Justiça não reconhece união estável paralela ao casamento
16 de janeiro de 2006, 12h46
A Justiça consagra a monogamia e não reconhece a manutenção simultânea de relações afetivas. Com esse entendimento, a 7ª Câmara Cível do Tribunal de Justiça do Rio Grande do Sul negou pedido de reconhecimento de união estável a uma mulher que manteve relação por 24 anos com um homem casado.
O desembargador Luiz Felipe Brasil Santos ressaltou que para a relação ser considerada estável, e assegurar direitos e deveres mútuos, exige-se que não ocorram os impedimentos previstos no artigo 1.521 do Código Civil, que veda a união de pessoas casadas. “Somente se admite o reconhecimento da união estável paralelamente à existência do matrimônio quando a relação conjugal estiver rompida formalmente, uma vez que não houve separação judicial ou o divórcio dos cônjuges”, afirmou.
A mulher declarou que manteve uma “sólida relação” por 24 anos com um homem casado no papel, mas que morava com ela desde 1973 e com quem teve três filhos. Segundo ela, o relacionamento era de conhecimento da outra família do companheiro.
Após a morte do companheiro, ela entrou com ação de anulação de partilha com a alegação de que seus filhos não foram contemplados no inventário e não receberam qualquer quantia do único bem a ser partilhado — um automóvel Ford Escort de 1996. Depois, entrou com uma ação pedindo o reconhecimento da união estável.
O juiz de primeira instância determinou, em um primeiro momento, a restrição da venda do veículo. Mas, depois que julgou improcedente a ação para o reconhecimento de união estável, o juiz decidiu suspender a restrição em relação à transferência do veículo.

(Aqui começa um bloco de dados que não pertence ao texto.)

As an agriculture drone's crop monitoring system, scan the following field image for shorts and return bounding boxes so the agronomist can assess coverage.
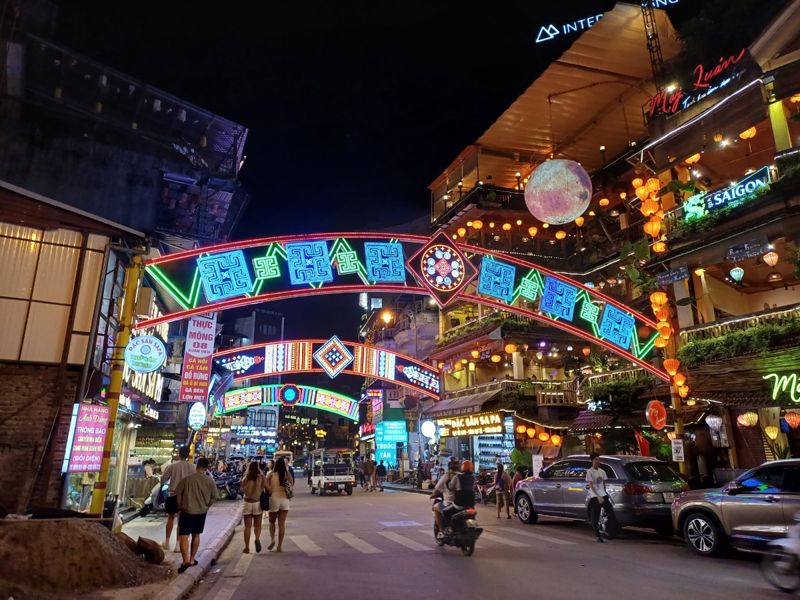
[269,496,290,512]
[242,500,263,516]
[165,495,179,514]
[178,512,207,536]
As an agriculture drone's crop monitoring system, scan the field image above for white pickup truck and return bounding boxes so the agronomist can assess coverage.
[309,448,356,496]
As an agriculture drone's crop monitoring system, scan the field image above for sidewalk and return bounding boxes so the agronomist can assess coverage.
[101,501,242,600]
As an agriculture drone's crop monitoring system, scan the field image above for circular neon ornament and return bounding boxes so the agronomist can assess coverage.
[279,384,301,407]
[524,159,592,225]
[420,244,466,293]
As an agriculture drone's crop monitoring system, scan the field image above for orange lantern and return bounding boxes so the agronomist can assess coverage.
[582,346,591,357]
[646,178,661,194]
[738,126,757,140]
[555,230,567,240]
[526,427,537,439]
[472,220,483,229]
[502,223,512,231]
[644,219,662,238]
[457,227,467,237]
[654,337,668,349]
[650,291,668,306]
[490,354,502,363]
[785,412,800,429]
[640,199,660,217]
[651,304,661,316]
[635,186,649,201]
[657,322,673,338]
[598,198,610,207]
[638,325,651,338]
[673,373,686,387]
[538,431,550,442]
[678,385,690,398]
[471,350,480,359]
[550,433,562,446]
[656,305,671,322]
[632,177,644,189]
[652,241,668,254]
[685,153,701,165]
[528,226,538,237]
[663,358,681,376]
[504,343,517,354]
[575,216,585,227]
[515,424,528,434]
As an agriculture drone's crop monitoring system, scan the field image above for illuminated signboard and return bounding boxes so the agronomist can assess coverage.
[599,304,635,351]
[124,335,167,373]
[375,420,407,465]
[436,412,503,438]
[535,13,603,43]
[359,422,375,437]
[188,402,207,429]
[179,314,217,403]
[683,166,771,222]
[764,372,800,403]
[232,424,276,437]
[221,384,360,420]
[67,404,110,473]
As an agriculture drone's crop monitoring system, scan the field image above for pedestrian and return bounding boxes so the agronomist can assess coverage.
[494,463,513,519]
[357,461,366,488]
[375,459,387,491]
[266,457,294,552]
[511,466,526,514]
[160,446,194,551]
[586,453,617,543]
[240,461,267,553]
[174,457,217,572]
[363,457,375,491]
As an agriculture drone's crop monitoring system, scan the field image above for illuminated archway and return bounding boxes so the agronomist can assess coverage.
[220,384,360,421]
[213,337,440,399]
[140,232,668,381]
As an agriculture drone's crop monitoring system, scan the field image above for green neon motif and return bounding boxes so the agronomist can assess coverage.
[329,238,369,285]
[335,250,360,274]
[579,300,600,324]
[512,268,545,304]
[250,243,288,296]
[763,372,800,403]
[147,264,201,310]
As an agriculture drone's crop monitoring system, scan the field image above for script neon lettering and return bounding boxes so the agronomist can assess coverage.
[764,373,800,403]
[693,48,746,89]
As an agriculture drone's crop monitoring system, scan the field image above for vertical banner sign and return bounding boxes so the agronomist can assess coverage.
[179,314,217,402]
[68,404,111,472]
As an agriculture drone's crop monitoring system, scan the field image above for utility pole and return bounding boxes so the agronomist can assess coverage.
[89,254,143,516]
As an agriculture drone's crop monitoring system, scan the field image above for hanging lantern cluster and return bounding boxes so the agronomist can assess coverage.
[637,176,667,254]
[520,422,563,445]
[651,291,691,400]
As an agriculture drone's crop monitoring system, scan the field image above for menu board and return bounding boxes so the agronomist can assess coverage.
[67,404,110,473]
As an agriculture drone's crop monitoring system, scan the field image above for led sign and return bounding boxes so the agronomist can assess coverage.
[436,412,503,438]
[764,372,800,403]
[188,402,207,430]
[535,14,603,43]
[124,336,167,373]
[683,166,771,222]
[375,420,407,465]
[221,384,360,420]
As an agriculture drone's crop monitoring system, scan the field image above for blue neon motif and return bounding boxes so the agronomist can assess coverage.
[540,276,577,321]
[364,242,406,283]
[196,250,254,302]
[285,241,334,285]
[599,304,636,350]
[477,257,516,303]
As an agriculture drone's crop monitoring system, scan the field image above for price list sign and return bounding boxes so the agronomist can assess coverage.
[68,404,110,473]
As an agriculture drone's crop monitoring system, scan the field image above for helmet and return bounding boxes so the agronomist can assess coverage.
[461,460,474,473]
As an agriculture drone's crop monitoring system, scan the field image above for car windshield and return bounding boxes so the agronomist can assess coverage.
[624,462,681,482]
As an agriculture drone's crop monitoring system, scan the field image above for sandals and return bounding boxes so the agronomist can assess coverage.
[255,539,262,553]
[267,540,275,551]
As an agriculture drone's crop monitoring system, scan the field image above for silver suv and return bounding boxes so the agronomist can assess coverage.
[514,455,687,537]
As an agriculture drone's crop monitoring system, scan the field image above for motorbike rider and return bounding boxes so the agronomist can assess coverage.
[430,459,460,535]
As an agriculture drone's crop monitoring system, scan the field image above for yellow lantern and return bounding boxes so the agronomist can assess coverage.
[516,424,528,434]
[575,216,585,227]
[736,412,758,427]
[542,223,550,228]
[650,291,667,306]
[654,337,668,349]
[550,434,562,446]
[472,220,483,230]
[457,227,467,237]
[765,425,780,440]
[528,226,538,237]
[652,241,668,254]
[685,153,701,165]
[663,358,681,376]
[644,219,662,238]
[673,373,686,387]
[763,251,779,267]
[502,223,512,231]
[656,305,671,322]
[471,350,480,359]
[526,427,537,439]
[538,431,550,442]
[490,354,502,363]
[678,385,690,398]
[504,343,517,354]
[598,198,610,207]
[640,199,660,217]
[646,178,661,194]
[555,230,567,240]
[632,177,644,189]
[738,126,757,140]
[461,358,468,365]
[635,186,649,201]
[657,322,673,338]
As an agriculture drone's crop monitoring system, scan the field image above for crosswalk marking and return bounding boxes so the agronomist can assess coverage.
[478,531,529,547]
[377,531,431,551]
[334,532,383,554]
[503,527,576,545]
[210,552,253,600]
[289,535,327,556]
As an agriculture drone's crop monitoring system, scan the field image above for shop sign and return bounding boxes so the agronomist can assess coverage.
[436,412,503,438]
[671,438,685,462]
[231,425,275,437]
[656,266,689,287]
[179,314,217,402]
[124,335,167,373]
[141,404,159,420]
[359,422,376,437]
[764,372,800,403]
[646,400,668,430]
[535,13,603,43]
[726,237,772,262]
[375,420,408,465]
[683,166,771,222]
[68,404,110,473]
[187,402,207,430]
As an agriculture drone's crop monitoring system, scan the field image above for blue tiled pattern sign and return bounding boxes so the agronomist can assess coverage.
[364,242,406,282]
[477,257,516,303]
[599,304,636,350]
[285,241,334,285]
[197,250,254,302]
[540,276,577,321]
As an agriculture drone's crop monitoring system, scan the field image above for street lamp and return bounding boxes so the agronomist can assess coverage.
[381,311,393,325]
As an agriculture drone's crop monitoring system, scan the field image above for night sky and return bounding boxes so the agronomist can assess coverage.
[52,1,700,397]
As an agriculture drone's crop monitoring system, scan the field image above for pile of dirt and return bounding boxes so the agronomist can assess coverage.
[0,518,172,599]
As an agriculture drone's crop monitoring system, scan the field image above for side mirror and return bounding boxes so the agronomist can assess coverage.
[727,481,744,495]
[539,469,549,479]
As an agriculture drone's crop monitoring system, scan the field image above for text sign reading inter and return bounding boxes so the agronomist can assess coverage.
[683,166,771,222]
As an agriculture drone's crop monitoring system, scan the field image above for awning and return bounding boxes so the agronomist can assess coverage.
[423,389,501,419]
[570,410,614,432]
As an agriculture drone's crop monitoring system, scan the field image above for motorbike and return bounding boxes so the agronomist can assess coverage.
[213,472,241,500]
[136,481,167,519]
[763,513,800,593]
[432,495,483,556]
[474,471,497,505]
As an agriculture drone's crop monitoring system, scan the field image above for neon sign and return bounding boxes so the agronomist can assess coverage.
[375,421,407,465]
[764,372,800,404]
[436,412,503,438]
[221,384,360,420]
[683,166,771,222]
[535,14,603,43]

A mulher recorreu à segunda instância e obteve êxito parcial. Para o relator da matéria, desembargador Luiz Felipe Brasil Santos, a restrição da venda do veículo diz respeito aos direitos dos herdeiros não contemplados no inventário e o julgamento de reconhecimento da união estável não tem relação com a partilha dos herdeiros.
Por isso, decidiu negar o pedido de reconhecimento da união estável, mas excluiu da sentença a determinação judicial que mandava levantar a restrição da transferência do veículo. O desembargador destacou que os depoimentos e provas testemunhais confirmam um relacionamento paralelo do morto, mas não provam a separação de fato dos casados. O desembargador José Carlos Teixeira Giorgis votou de acordo com o relator.
A desembargadora Maria Berenice Dias, presidente da 7ª Câmara Cível e revisora do recurso, divergiu do entendimento, mas foi voto vencido. A juíza acredita que, já que o Estado preserva a monogamia como elemento de estrutura da sociedade, quem infringe tal dogma não pode ser favorecido.
“A postura é nitidamente punitiva ao se negar qualquer conseqüência jurídica a um vínculo pelo simples fato de a autora confessar que o companheiro mantinha seu casamento.” A desembargadora ironizou: “Para livrar-se de qualquer obrigação, o melhor para os homens é manterem uniões simultâneas, transformando-se em grandes negócios”.
Discutindo a relação
De acordo com a advogada Adriana Chieco, especialista em Direito de Família, do Machado, Meyer, Sendacz e Opice, a mulher que vive com um homem casado não tem alguns direitos que são benefícios exclusivos da mulher “oficial”. Isso porque o Código Civil de 2002 estabelece que as relações estáveis só podem ser reconhecidas entre pessoas que não estão impedidas de casar, exceção feita àquelas separadas de fato ou judicialmente.
Mas, lembra a advogada, em recente julgamento da mesma câmara no Tribunal de Justiça do Rio Grande do Sul, houve o reconhecimento de indenização para uma mulher que viveu 12 anos com um homem casado. No caso, a indenização foi concedida porque foi provado que ela contribuiu para o acréscimo patrimonial do parceiro.
Segundo Adriana Chieco, para evitar o enriquecimento sem causa do homem adúltero, o Tribunal deu a indenização para a mulher. Mas esse entendimento deve ser visto com cautela, segundo a advogada, “sob pena de levar à identificação das relações clandestinas com a união estável”.
Para ela, não se deve ignorar a existência dessas relações, mas as peculiaridades devem ser analisadas para não infringir a lei que atribui direitos diferentes ao casamento e ao companheirismo.